After years of hype and promise, VR finally became a reality for consumers in 2016.
The year kicked off with the PC-based and expensive Oculus Rift and HTC Vive headsets rolling out. And in just a few weeks virtual reality is coming to the console space in the form of PlayStation VR.
Many developers have told MCV that making games for this hardware isn't overly different to the other virtual reality tech on the market – but there are some advantages to Sony's hardware.
When you develop for a console, you know that the output is going to be the same for everyone,” Flavio Parenti, CEO of Loading Human developer Untold Games.
You don't have to worry about people having different graphic cards, which can lead to problems on PC. People are going to play exactly what you have built for them. This is another thing that for an experience such as VR, that has so many limitations to do with hardware, frame rates, all that stuff, it's a big deal to be in control of the output.”
(From left to right: Crytek's Jackson, Untold's Parenti, nDreams' O'Luanaigh, CCP's Geddes and Supermassive's Harris)
With VR being a new medium and a new technology, it has posed a number of challenges for developers making games. Many tropes of 'traditional' game design simply do not work with the immersion granted by VR.
This is an entirely new paradigm in game design especially. I liken it the progression from Wolfenstein to Doom to Quake,” Simon Harris, the producer of Until Dawn: Rush of Blood and Tumble VR studio Supermassive.
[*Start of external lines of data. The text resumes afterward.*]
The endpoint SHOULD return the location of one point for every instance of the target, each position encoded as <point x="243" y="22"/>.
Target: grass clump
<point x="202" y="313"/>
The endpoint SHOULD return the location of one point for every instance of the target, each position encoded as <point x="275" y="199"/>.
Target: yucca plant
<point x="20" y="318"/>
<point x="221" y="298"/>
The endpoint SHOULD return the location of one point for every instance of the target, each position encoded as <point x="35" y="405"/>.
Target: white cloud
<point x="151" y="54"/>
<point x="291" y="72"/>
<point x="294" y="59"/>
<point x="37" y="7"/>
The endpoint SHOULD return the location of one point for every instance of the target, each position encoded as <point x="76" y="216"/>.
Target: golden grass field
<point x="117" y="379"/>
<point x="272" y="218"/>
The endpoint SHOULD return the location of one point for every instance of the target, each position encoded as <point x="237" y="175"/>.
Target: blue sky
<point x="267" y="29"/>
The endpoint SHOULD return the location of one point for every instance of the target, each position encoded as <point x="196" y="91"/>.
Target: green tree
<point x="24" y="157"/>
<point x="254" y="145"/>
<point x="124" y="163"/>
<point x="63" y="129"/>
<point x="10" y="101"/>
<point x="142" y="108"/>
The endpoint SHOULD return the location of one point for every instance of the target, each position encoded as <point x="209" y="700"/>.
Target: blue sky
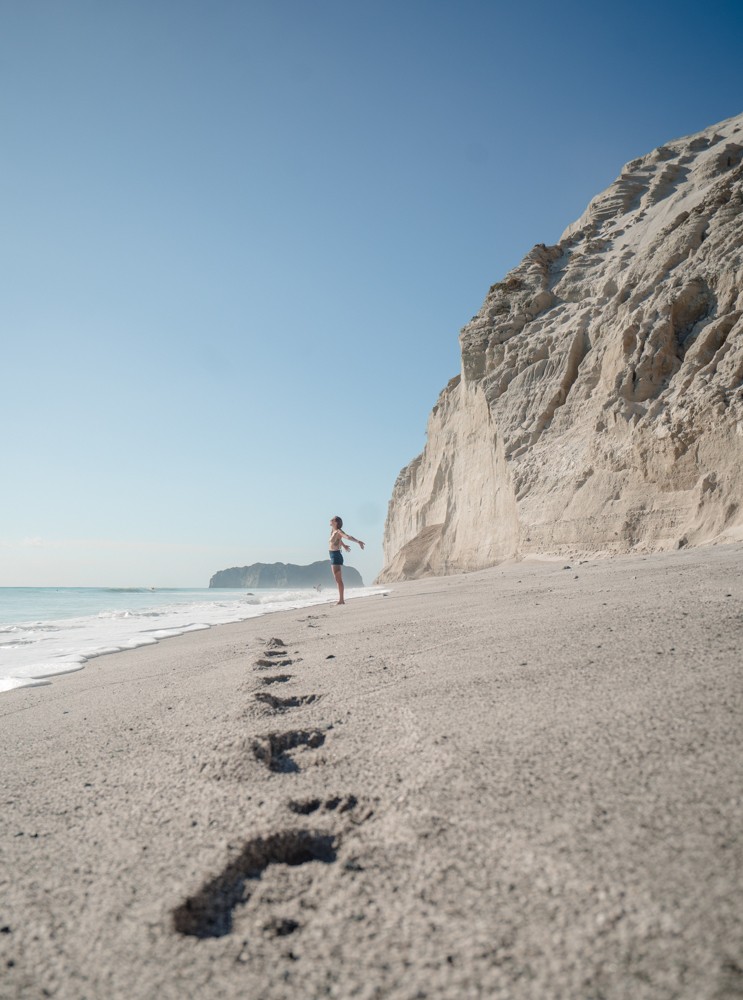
<point x="239" y="241"/>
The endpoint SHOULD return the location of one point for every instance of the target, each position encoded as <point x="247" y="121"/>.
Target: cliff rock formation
<point x="284" y="575"/>
<point x="600" y="402"/>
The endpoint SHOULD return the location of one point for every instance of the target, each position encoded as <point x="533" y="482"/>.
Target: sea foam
<point x="75" y="625"/>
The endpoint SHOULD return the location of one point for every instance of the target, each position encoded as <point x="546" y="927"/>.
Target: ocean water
<point x="45" y="631"/>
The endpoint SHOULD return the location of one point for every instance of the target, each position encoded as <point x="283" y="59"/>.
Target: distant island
<point x="267" y="575"/>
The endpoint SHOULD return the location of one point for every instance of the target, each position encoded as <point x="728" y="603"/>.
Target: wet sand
<point x="520" y="783"/>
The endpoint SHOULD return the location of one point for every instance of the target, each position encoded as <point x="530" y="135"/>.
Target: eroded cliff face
<point x="600" y="402"/>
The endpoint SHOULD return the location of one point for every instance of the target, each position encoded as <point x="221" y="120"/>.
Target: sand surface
<point x="521" y="783"/>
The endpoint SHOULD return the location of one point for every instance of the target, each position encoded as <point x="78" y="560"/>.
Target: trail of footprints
<point x="209" y="912"/>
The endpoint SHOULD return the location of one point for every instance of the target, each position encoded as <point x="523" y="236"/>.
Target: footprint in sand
<point x="305" y="807"/>
<point x="284" y="704"/>
<point x="208" y="913"/>
<point x="276" y="679"/>
<point x="274" y="748"/>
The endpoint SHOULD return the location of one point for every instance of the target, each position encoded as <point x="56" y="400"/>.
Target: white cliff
<point x="600" y="403"/>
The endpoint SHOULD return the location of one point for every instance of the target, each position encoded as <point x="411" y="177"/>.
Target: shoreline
<point x="523" y="782"/>
<point x="54" y="646"/>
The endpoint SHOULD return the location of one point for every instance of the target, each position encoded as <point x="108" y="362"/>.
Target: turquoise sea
<point x="46" y="631"/>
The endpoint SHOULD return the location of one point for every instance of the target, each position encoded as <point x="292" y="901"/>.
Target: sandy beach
<point x="522" y="783"/>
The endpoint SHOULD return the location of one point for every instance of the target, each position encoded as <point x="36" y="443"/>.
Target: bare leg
<point x="338" y="574"/>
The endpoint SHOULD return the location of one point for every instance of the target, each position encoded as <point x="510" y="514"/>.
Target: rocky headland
<point x="599" y="408"/>
<point x="273" y="575"/>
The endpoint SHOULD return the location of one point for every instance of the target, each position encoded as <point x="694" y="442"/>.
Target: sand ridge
<point x="524" y="782"/>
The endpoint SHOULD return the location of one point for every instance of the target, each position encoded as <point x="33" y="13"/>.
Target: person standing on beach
<point x="336" y="556"/>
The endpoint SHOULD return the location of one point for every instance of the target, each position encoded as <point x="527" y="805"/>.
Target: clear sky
<point x="240" y="237"/>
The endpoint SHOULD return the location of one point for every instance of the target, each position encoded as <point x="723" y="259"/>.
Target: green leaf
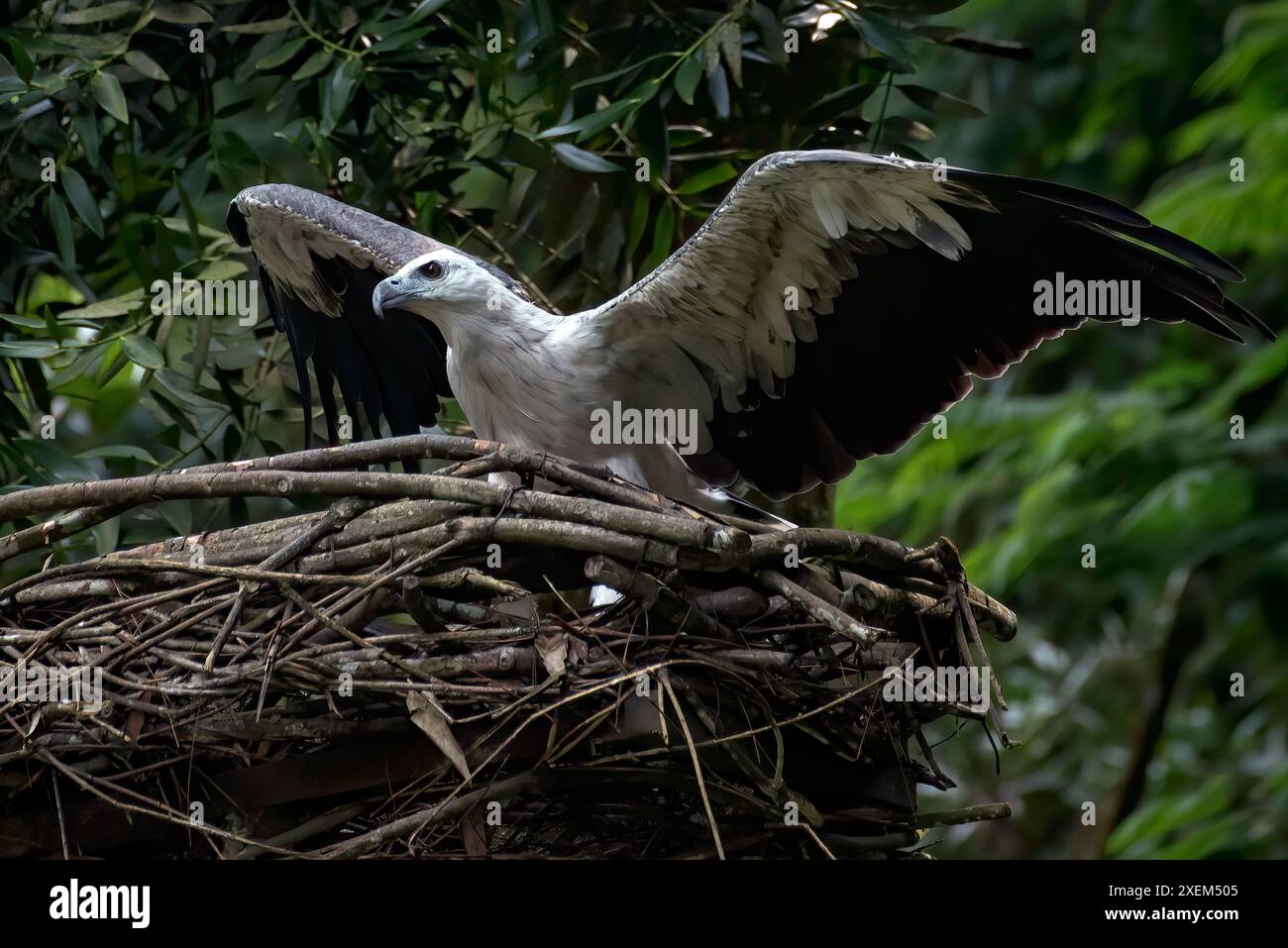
<point x="939" y="102"/>
<point x="592" y="124"/>
<point x="97" y="14"/>
<point x="145" y="64"/>
<point x="142" y="351"/>
<point x="22" y="60"/>
<point x="687" y="78"/>
<point x="707" y="178"/>
<point x="181" y="13"/>
<point x="86" y="207"/>
<point x="338" y="93"/>
<point x="27" y="348"/>
<point x="107" y="90"/>
<point x="106" y="309"/>
<point x="130" y="451"/>
<point x="62" y="224"/>
<point x="623" y="71"/>
<point x="664" y="231"/>
<point x="583" y="159"/>
<point x="282" y="54"/>
<point x="262" y="27"/>
<point x="639" y="222"/>
<point x="890" y="40"/>
<point x="729" y="38"/>
<point x="313" y="64"/>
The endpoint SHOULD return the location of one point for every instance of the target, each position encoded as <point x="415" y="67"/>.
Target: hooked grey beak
<point x="387" y="294"/>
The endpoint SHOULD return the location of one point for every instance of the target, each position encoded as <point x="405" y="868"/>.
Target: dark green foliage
<point x="522" y="146"/>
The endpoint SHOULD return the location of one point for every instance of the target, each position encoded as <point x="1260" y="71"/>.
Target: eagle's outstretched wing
<point x="835" y="301"/>
<point x="318" y="261"/>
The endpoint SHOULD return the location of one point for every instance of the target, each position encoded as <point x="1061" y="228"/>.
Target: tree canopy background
<point x="1153" y="685"/>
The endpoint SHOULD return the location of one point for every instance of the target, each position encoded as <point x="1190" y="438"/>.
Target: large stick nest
<point x="415" y="670"/>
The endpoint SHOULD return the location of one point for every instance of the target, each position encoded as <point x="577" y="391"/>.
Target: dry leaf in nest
<point x="429" y="716"/>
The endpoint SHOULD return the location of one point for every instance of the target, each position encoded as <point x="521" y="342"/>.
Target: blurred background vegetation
<point x="513" y="128"/>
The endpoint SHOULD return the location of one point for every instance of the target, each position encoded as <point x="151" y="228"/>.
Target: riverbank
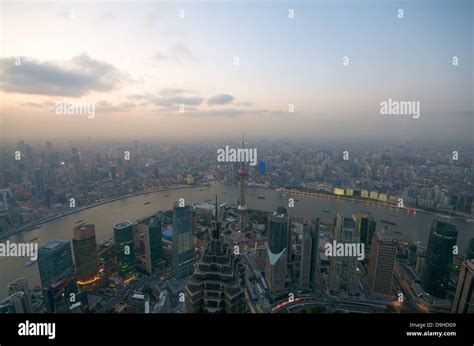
<point x="40" y="222"/>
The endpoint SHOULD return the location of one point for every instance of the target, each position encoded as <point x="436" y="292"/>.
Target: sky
<point x="212" y="69"/>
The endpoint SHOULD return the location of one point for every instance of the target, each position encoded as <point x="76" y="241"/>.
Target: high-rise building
<point x="365" y="227"/>
<point x="85" y="255"/>
<point x="153" y="245"/>
<point x="217" y="285"/>
<point x="314" y="271"/>
<point x="21" y="285"/>
<point x="381" y="265"/>
<point x="39" y="185"/>
<point x="63" y="296"/>
<point x="75" y="155"/>
<point x="277" y="248"/>
<point x="470" y="250"/>
<point x="183" y="245"/>
<point x="14" y="304"/>
<point x="463" y="301"/>
<point x="242" y="207"/>
<point x="306" y="257"/>
<point x="343" y="269"/>
<point x="55" y="261"/>
<point x="139" y="303"/>
<point x="124" y="250"/>
<point x="439" y="258"/>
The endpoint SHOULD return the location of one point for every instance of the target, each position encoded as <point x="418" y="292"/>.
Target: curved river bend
<point x="412" y="227"/>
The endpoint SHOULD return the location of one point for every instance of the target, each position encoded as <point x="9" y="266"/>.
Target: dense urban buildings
<point x="183" y="245"/>
<point x="55" y="262"/>
<point x="463" y="301"/>
<point x="124" y="249"/>
<point x="381" y="265"/>
<point x="439" y="258"/>
<point x="343" y="269"/>
<point x="85" y="255"/>
<point x="277" y="253"/>
<point x="217" y="285"/>
<point x="153" y="243"/>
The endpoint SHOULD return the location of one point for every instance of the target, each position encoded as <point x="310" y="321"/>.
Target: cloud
<point x="235" y="112"/>
<point x="173" y="91"/>
<point x="106" y="107"/>
<point x="220" y="99"/>
<point x="179" y="54"/>
<point x="75" y="77"/>
<point x="178" y="100"/>
<point x="47" y="104"/>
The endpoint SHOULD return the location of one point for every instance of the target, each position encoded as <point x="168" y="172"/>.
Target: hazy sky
<point x="139" y="61"/>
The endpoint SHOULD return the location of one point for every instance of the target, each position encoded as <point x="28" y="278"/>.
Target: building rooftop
<point x="122" y="224"/>
<point x="53" y="245"/>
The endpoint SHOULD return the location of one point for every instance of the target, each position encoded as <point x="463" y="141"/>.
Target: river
<point x="412" y="227"/>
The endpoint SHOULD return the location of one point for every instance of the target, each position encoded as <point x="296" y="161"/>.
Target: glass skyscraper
<point x="183" y="247"/>
<point x="55" y="261"/>
<point x="439" y="258"/>
<point x="124" y="250"/>
<point x="153" y="244"/>
<point x="85" y="254"/>
<point x="277" y="253"/>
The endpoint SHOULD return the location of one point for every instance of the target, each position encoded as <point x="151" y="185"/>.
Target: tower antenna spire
<point x="216" y="229"/>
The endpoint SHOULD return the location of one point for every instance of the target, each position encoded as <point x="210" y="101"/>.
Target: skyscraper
<point x="242" y="207"/>
<point x="21" y="285"/>
<point x="277" y="248"/>
<point x="39" y="185"/>
<point x="314" y="271"/>
<point x="62" y="295"/>
<point x="16" y="303"/>
<point x="470" y="250"/>
<point x="217" y="285"/>
<point x="343" y="269"/>
<point x="381" y="265"/>
<point x="183" y="245"/>
<point x="75" y="155"/>
<point x="365" y="227"/>
<point x="306" y="257"/>
<point x="463" y="301"/>
<point x="124" y="250"/>
<point x="85" y="254"/>
<point x="153" y="245"/>
<point x="439" y="258"/>
<point x="55" y="261"/>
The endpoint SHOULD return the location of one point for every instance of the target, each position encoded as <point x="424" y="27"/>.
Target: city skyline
<point x="140" y="77"/>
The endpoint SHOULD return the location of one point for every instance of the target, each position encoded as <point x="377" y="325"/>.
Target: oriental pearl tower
<point x="242" y="208"/>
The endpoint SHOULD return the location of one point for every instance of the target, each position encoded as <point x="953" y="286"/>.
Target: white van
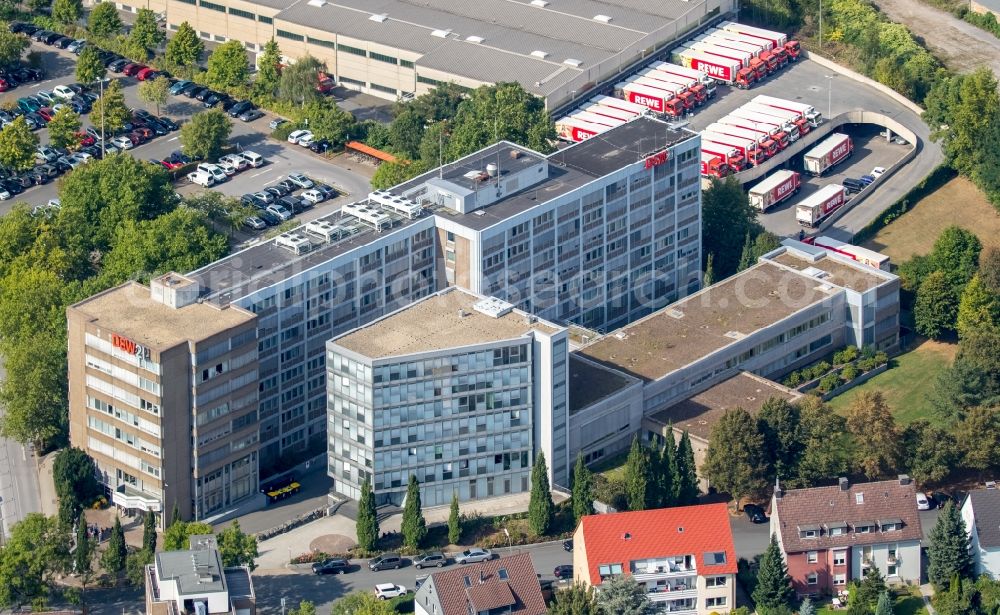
<point x="255" y="159"/>
<point x="214" y="170"/>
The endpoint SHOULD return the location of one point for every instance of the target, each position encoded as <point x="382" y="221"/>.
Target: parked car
<point x="385" y="561"/>
<point x="385" y="591"/>
<point x="330" y="566"/>
<point x="471" y="556"/>
<point x="432" y="558"/>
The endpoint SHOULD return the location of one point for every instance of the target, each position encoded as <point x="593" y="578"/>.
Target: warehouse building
<point x="397" y="49"/>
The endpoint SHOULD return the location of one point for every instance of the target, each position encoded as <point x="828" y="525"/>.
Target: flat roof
<point x="700" y="413"/>
<point x="711" y="319"/>
<point x="591" y="382"/>
<point x="130" y="310"/>
<point x="447" y="319"/>
<point x="507" y="35"/>
<point x="854" y="277"/>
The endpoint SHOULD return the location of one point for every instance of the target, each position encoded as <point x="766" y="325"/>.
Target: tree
<point x="501" y="111"/>
<point x="75" y="479"/>
<point x="145" y="32"/>
<point x="89" y="67"/>
<point x="63" y="129"/>
<point x="875" y="433"/>
<point x="237" y="548"/>
<point x="17" y="145"/>
<point x="149" y="532"/>
<point x="948" y="549"/>
<point x="184" y="48"/>
<point x="774" y="586"/>
<point x="576" y="600"/>
<point x="206" y="133"/>
<point x="110" y="112"/>
<point x="979" y="308"/>
<point x="686" y="477"/>
<point x="298" y="81"/>
<point x="155" y="92"/>
<point x="104" y="20"/>
<point x="367" y="524"/>
<point x="583" y="499"/>
<point x="737" y="460"/>
<point x="414" y="525"/>
<point x="269" y="69"/>
<point x="36" y="550"/>
<point x="178" y="535"/>
<point x="541" y="511"/>
<point x="727" y="221"/>
<point x="67" y="12"/>
<point x="623" y="595"/>
<point x="228" y="66"/>
<point x="638" y="477"/>
<point x="454" y="521"/>
<point x="113" y="559"/>
<point x="936" y="309"/>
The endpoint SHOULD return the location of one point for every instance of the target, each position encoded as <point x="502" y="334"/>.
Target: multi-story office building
<point x="458" y="390"/>
<point x="163" y="396"/>
<point x="683" y="557"/>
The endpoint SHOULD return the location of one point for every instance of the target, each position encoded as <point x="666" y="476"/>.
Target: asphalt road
<point x="806" y="81"/>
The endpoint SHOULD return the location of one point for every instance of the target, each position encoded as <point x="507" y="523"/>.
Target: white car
<point x="297" y="135"/>
<point x="63" y="92"/>
<point x="122" y="143"/>
<point x="314" y="196"/>
<point x="384" y="591"/>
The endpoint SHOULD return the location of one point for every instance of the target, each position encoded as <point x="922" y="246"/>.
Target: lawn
<point x="957" y="202"/>
<point x="907" y="383"/>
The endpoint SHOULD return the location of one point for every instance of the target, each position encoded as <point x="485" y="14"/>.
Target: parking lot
<point x="282" y="158"/>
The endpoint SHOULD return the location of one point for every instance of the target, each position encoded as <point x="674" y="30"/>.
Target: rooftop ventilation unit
<point x="325" y="230"/>
<point x="294" y="242"/>
<point x="369" y="215"/>
<point x="493" y="307"/>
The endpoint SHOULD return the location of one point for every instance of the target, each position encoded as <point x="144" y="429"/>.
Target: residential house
<point x="981" y="513"/>
<point x="831" y="535"/>
<point x="505" y="586"/>
<point x="684" y="556"/>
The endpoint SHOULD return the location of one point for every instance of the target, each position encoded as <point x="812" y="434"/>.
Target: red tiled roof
<point x="621" y="538"/>
<point x="819" y="508"/>
<point x="486" y="590"/>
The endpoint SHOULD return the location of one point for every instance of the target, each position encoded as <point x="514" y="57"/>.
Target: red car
<point x="130" y="70"/>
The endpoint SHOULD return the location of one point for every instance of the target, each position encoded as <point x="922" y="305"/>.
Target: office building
<point x="832" y="535"/>
<point x="683" y="556"/>
<point x="459" y="390"/>
<point x="395" y="49"/>
<point x="163" y="396"/>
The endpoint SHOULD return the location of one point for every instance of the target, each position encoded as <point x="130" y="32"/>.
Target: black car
<point x="332" y="566"/>
<point x="755" y="513"/>
<point x="386" y="561"/>
<point x="319" y="146"/>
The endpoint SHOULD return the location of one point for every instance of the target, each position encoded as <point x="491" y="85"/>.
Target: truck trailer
<point x="774" y="189"/>
<point x="829" y="152"/>
<point x="818" y="206"/>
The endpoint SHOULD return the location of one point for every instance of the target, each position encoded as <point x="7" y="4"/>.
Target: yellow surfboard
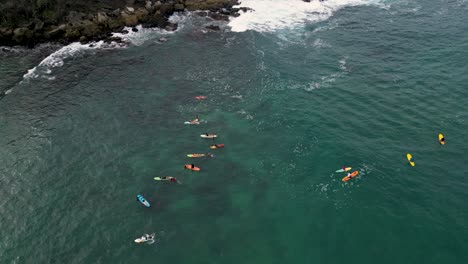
<point x="441" y="139"/>
<point x="410" y="159"/>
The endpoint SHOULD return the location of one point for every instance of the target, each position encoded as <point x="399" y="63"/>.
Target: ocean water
<point x="294" y="93"/>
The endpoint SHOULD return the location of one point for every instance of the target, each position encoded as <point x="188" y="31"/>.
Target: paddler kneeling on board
<point x="191" y="166"/>
<point x="169" y="178"/>
<point x="196" y="120"/>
We went through everything being completely 2D to suddenly introducing the concept of depth to the point where we bring in proper 3D worlds. As we went through learnings and hardware transitions we had to think about game design in a completely different way.
Now VR is bringing what we thought we knew as 3D into a whole new way of doing things. Everything from the input mechanisms to understanding the biomechanics of how the body works and how you can make experiences more comfortable to really designing in 3D. Previously we built 3D worlds, but we knew you were either focused on a character in the screen or have a very specific view cone in a first-person game. You orientated your game and world to help the player with that. Now suddenly you are in a position where you're really putting the player in the world where they can look around and they pick things up and interact with them. There are some subtle changes that have tripped us up and we have to think about how we present these experiences in a way that people intuitively expect and make everything tactile even though all they are doing is holding a controller.”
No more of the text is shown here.